A Faulkner quote applies here: "The past is never dead.  It's not even past."  The excursion deepened the sense of a vast disjuncture, in which the past is just one of many "presents" to be had in Beijing.

The third excursion took place on April 15th, beginning at the newly re-opened National Museum of China.  Still quite empty, the students had plenty of time to view the Art of the Enlightenment Exhibition.  The photo at left shows students sitting in front of the statue of Confucius outside the north entrance, but a few days later the stature was moved to an alcove inside the museum.  Some students would return in late April and May to the National Museum to view the splendid and huge, permanent Ancient China exhibition as well as an insouciant Louis Vuitton exhibition.  These experiences pointed out the extraordinary eclecticism in Chinese self-representation that emerged as the central tenet of these excursions.

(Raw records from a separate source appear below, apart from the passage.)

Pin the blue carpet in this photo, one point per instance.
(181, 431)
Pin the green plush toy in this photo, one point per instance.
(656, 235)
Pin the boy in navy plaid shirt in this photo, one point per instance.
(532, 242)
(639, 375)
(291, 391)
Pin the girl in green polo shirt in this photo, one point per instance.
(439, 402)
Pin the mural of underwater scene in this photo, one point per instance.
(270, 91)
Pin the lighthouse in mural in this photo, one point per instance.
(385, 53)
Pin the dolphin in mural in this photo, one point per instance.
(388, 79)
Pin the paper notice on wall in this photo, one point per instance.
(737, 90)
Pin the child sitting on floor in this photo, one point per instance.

In the afternoon of April 15th, the group visited the 798 Art Zone, which exhibits as much commerce as art now.  The high point of this excursion was the Cultural Revolution Ballet "Red Detachment of Women," staged by the National Ballet of China and sponsored by American Airlines-- with drinks, buffet and speeches.

The second excursion on April 8 was a tour de force. It began in the Military History Museum, a subtly modernized, neo-classical building. Fortunately, the exhibition spaces have not yet been revised.  From there, the caravan went on to the ultramodern Capitol Museum, a brilliant architectural space, but with rather limited and quite eclectic exhibits -- a bit porcelain, bit folk culture, a bit archeology -- for a global audience.

Onwards and upwards we moved to see wealth and power, visiting P1.cn, a lifestyle website run by a former University of Chicago student. A lively discussion ensued about the nature of the website and what it told us about the aspiring upper middle class in China.  The evening ended with dinner and entertainment at the North Korean restaurant in Beijing.

On April 1, students visited sites contrasting archaic and postmodern Globalization-- tours of the National Center for Performing Arts and of the Clock Museum in the Forbidden City.   The National Center is a magnificent postmodern building.  The huge marble floors and soaring empty spaces are designed to impress. Students were shown the two smaller theaters, quite intimate spaces despite their size.  The proximity to Tiananmen Square and the monumental qualities of the building suggest a modern version of power architecture. The architecture is iconic,  meant to brand the new China as a future-oriented nation.

The Clock Museum in the Forbidden City depicts a much earlier stage of globalization sometimes called archaic. Clocks appear less as time-keeping & disciplining instruments (and, hence, as instruments of modernization), but instead as luxury items and play things. In the context of theories of modernization and industrialization (Why did China fall behind?), some prominent authors feel this exemplifies the difference between Europe and China. But if this is the case, where do we put the import of lifestyle and iconic architecture from Europe and the export of industrial goods from China in the present? Have West and East changed positions?